Construire une alternative plutôt que des murs

La proposition de la députée Hannah Neumann d’ouvrir des voies de visa humanitaire ciblées pour les réfugiés afghans en Iran ne relève pas d’un idéalisme naïf, mais d’une stratégie de responsabilité maîtrisée. Il ne s’agit pas d’ouvrir les frontières sans discernement, mais d’opérer un accueil sélectif et prioritaire : identifier les profils à haut risque ou à haute valeur démocratique — femmes militantes, enseignants, journalistes, anciens soldats de la République — et leur offrir un refuge temporaire et surtout un appui logistique et politique. Ce geste, limité en volume mais fort en symboles, permettrait à l’Europe d’incarner ses valeurs sans compromettre sa stabilité. Et surtout, il permettrait à ces exilés de devenir, demain, les piliers d’une alternative afghane crédible, capables de porter une voix politique, éducative ou militaire face à la dictature talibane.
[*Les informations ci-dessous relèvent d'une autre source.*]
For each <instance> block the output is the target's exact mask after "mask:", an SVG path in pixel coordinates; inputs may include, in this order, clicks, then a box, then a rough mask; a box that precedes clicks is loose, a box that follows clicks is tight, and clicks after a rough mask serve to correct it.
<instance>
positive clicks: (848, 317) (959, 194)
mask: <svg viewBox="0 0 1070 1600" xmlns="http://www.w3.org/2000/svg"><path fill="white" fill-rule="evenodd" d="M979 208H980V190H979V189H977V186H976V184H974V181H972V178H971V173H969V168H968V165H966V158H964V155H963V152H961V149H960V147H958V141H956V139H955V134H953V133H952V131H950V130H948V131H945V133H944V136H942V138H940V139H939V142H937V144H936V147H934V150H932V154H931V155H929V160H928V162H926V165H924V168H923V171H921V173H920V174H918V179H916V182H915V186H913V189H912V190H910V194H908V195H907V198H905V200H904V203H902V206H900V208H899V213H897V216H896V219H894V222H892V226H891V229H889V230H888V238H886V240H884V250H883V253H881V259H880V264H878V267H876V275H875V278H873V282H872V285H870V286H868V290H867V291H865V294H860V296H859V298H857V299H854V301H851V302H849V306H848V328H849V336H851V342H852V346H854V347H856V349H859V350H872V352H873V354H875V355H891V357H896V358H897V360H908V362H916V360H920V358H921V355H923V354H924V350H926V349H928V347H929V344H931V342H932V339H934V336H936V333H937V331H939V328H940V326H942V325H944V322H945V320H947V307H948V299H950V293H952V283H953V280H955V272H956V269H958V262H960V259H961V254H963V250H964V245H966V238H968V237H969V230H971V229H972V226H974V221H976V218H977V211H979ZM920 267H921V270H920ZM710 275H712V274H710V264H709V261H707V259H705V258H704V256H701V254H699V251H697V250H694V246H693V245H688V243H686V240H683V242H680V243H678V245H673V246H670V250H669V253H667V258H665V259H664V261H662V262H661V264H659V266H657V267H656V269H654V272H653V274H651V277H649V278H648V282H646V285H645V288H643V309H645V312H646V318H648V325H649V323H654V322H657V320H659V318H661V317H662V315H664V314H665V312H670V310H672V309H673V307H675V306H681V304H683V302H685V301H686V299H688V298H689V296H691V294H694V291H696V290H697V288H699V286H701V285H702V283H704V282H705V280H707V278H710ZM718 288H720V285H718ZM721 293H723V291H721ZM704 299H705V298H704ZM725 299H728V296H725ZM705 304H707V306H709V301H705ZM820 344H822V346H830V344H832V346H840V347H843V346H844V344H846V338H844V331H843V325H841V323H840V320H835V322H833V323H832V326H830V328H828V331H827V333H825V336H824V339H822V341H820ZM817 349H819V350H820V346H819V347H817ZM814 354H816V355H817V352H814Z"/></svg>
Plutôt que d’attendre, impuissants, l’effondrement de toutes les digues migratoires, les États européens devraient considérer l’investissement dans les résistances afghanes comme un levier d’action géopolitique. Il ne s’agit pas de reconstruire un État afghan à distance, mais de soutenir celles et ceux qui, à l’intérieur comme à l’extérieur du pays, incarnent un projet de société opposé à celui des talibans. Une société ouverte, pluraliste, respectueuse des droits.

Un choix de civilisation

Le dilemme posé à l’Europe n’est pas technique, il est moral et civilisationnel. Ou bien nous choisissons de fermer les yeux, en espérant que les murs et les camps suffiront à endiguer les flux. Ou bien nous prenons acte que ce qui se passe en Iran et en Afghanistan est déjà en train de produire ses effets sur nos frontières, nos débats publics, nos équilibres sociaux. La guerre n’est jamais loin. Elle s’infiltre dans nos sociétés par le biais de ces tragédies exilées.

Soutenir la jeunesse afghane, les femmes insurgées, les ex-militaires abandonnés et la résistance politique,  ce n’est pas du romantisme. C’est de la prévoyance. C’est choisir de faire de l’Afghanistan un front de résistance à l’obscurantisme, plutôt qu’un réservoir de drames à venir.